You're using an RBDMS because it lets you speak in terms of tuples, relations, projections, and other Relational Algebra concepts, rather than in terms of keys, values, and indexes. I can see doing the pair-of-columns thing in a NoSQL store--but why did the designers of SQL let this implementation detail infect my RDBMS?

It's kind of funny, actually. I see developers treating their RDBMS as a dumb object store... but then implementing a "domain model" layer right beyond it, basically creating a "model server" accessible over an API, which enforces the business domain constraints on the objects it sends and receives. In other words, they've Greenspunned an RDBMS of their own in all but name, with its own custom protocol and half-assed validation logic. I feel like a large reason for this is that current RDBMSes just aren't up to representing the types and constraints and relations that developers need to express, so they put up their noses and say "business logic doesn't belong in the database!" ...and proceed to build a database for their business logic to reside in.

It's times like this when I almost get an urge to develop my own RDBMS that actually keeps the Relational-Algebra abstraction clean. No concept of a "table" or a "view" or an "index"; just relations between projections of an infinite theoretical tuplespace, where tables are created to store data that can't be inferred from an existing view, and garbage-collected behind the scenes when their values are no longer referenced by any projection. Indexes created gradually when a tracing-JIT-like query planner notices repeated access patterns. Strong, structural, parametric type declarations on every piece of data. Constraints that actually allow you to express things like "a user-to-user 'friend' relationship must be symmetric", rather than just being a weak declarative dress over triggers. Etc.

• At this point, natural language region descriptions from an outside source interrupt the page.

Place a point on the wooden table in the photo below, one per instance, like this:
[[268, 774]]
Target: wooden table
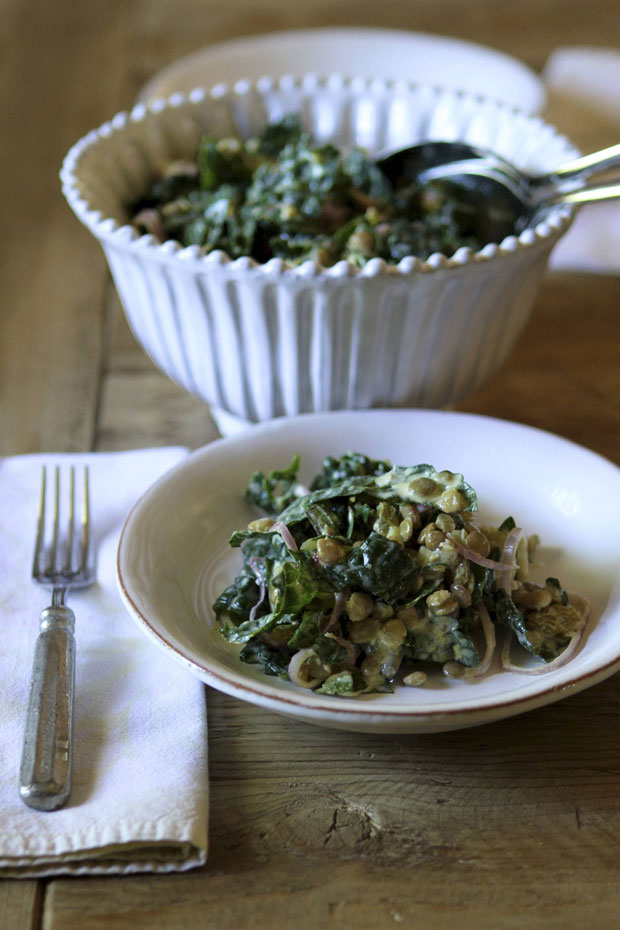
[[511, 825]]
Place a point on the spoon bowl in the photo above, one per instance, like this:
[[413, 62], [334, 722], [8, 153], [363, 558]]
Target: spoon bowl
[[495, 198]]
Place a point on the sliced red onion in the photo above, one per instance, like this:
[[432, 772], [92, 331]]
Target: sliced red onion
[[254, 562], [581, 604], [341, 600], [509, 555], [351, 648], [285, 533], [295, 666], [474, 556], [456, 670]]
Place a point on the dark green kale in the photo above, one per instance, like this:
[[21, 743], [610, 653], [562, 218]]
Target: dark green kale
[[440, 639], [273, 492], [282, 194], [508, 615], [335, 470], [377, 566], [273, 661]]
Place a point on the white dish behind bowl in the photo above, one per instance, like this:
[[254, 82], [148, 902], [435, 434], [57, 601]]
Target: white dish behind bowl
[[174, 558], [263, 341], [392, 53]]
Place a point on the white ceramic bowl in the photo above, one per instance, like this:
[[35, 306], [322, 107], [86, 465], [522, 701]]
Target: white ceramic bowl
[[263, 341]]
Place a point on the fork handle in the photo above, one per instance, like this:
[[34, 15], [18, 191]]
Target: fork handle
[[45, 773]]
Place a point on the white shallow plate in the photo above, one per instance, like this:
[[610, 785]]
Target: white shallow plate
[[174, 559], [387, 53]]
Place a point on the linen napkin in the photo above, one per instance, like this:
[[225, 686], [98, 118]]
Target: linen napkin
[[139, 801], [583, 87]]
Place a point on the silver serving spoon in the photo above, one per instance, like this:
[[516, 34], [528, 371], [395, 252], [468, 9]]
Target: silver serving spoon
[[504, 199]]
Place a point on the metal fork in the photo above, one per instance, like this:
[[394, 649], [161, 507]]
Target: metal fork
[[62, 563]]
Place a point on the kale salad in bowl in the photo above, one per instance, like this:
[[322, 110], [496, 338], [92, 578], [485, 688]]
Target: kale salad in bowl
[[281, 194], [265, 267], [377, 568]]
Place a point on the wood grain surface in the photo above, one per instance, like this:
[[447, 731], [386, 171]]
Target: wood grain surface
[[511, 825]]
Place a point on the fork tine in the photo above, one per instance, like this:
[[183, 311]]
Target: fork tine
[[53, 550], [71, 520], [85, 541], [38, 546]]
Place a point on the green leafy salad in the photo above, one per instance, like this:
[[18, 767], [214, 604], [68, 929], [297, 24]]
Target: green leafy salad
[[281, 195], [376, 570]]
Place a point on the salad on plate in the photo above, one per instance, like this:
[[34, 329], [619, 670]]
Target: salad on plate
[[377, 574]]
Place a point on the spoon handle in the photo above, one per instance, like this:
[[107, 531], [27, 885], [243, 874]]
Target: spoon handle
[[587, 194], [587, 165]]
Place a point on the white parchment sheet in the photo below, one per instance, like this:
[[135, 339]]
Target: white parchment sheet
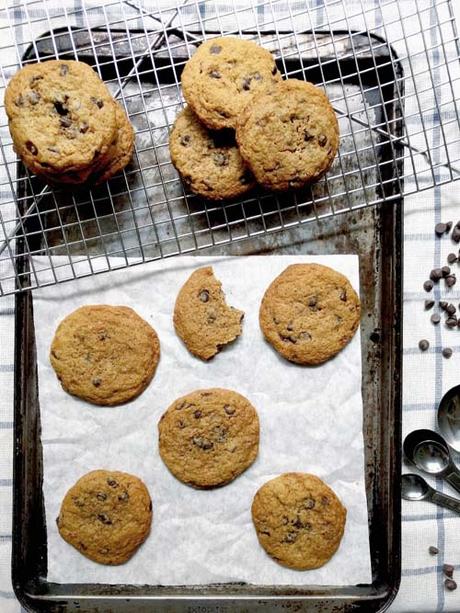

Would anyone be interested in such a beast?




You don't need a pair of columns to replace a nullable column. I was addressing the second part of your comment not your questioning of allowing nulls.

Nulls have their place I believe, but they are grossly overused. For example, if you have a Person table, then something like a nullable DateDied is logical and acceptable over a sub-type solution. But something like HairColor should not be nullable to cater for bald people, it should non-nullable and reference a table that has a 'none' value.

On another note, I don't think you can eliminate the null concept because they are the implicit outcome of outer joins and therefore means of comparing and aggregating nulls needs to built in.


> if you have a Person table, then something like a nullable DateDied is logical and acceptable over a sub-type solution.

But this is exactly where NULLs are bad. "DateDied IS NULL" could mean many different things, semantically:

- This person hasn't died

- We don't know if this person has died (the information was not provided with the record when imported)

- DateDied is not an applicable property for this subtype of Person (for example, if you have an ImmortalPerson subtype.)

There are probably even more, if I wasn't just going off the top of my head. When you do an outer join, you get another level of NULLability--which would perfectly map to another layer of "Nothing | Just something"--but without that, you get those NULLs mixed in with the other three types of NULLs above. And then you insert all those into a table, export it, and import it somewhere else... and nobody knows what any of the NULLs mean.


Yes. Absolutely.


Yes. You would be a hero. I guess Date and Darwen's D language could be a starting point?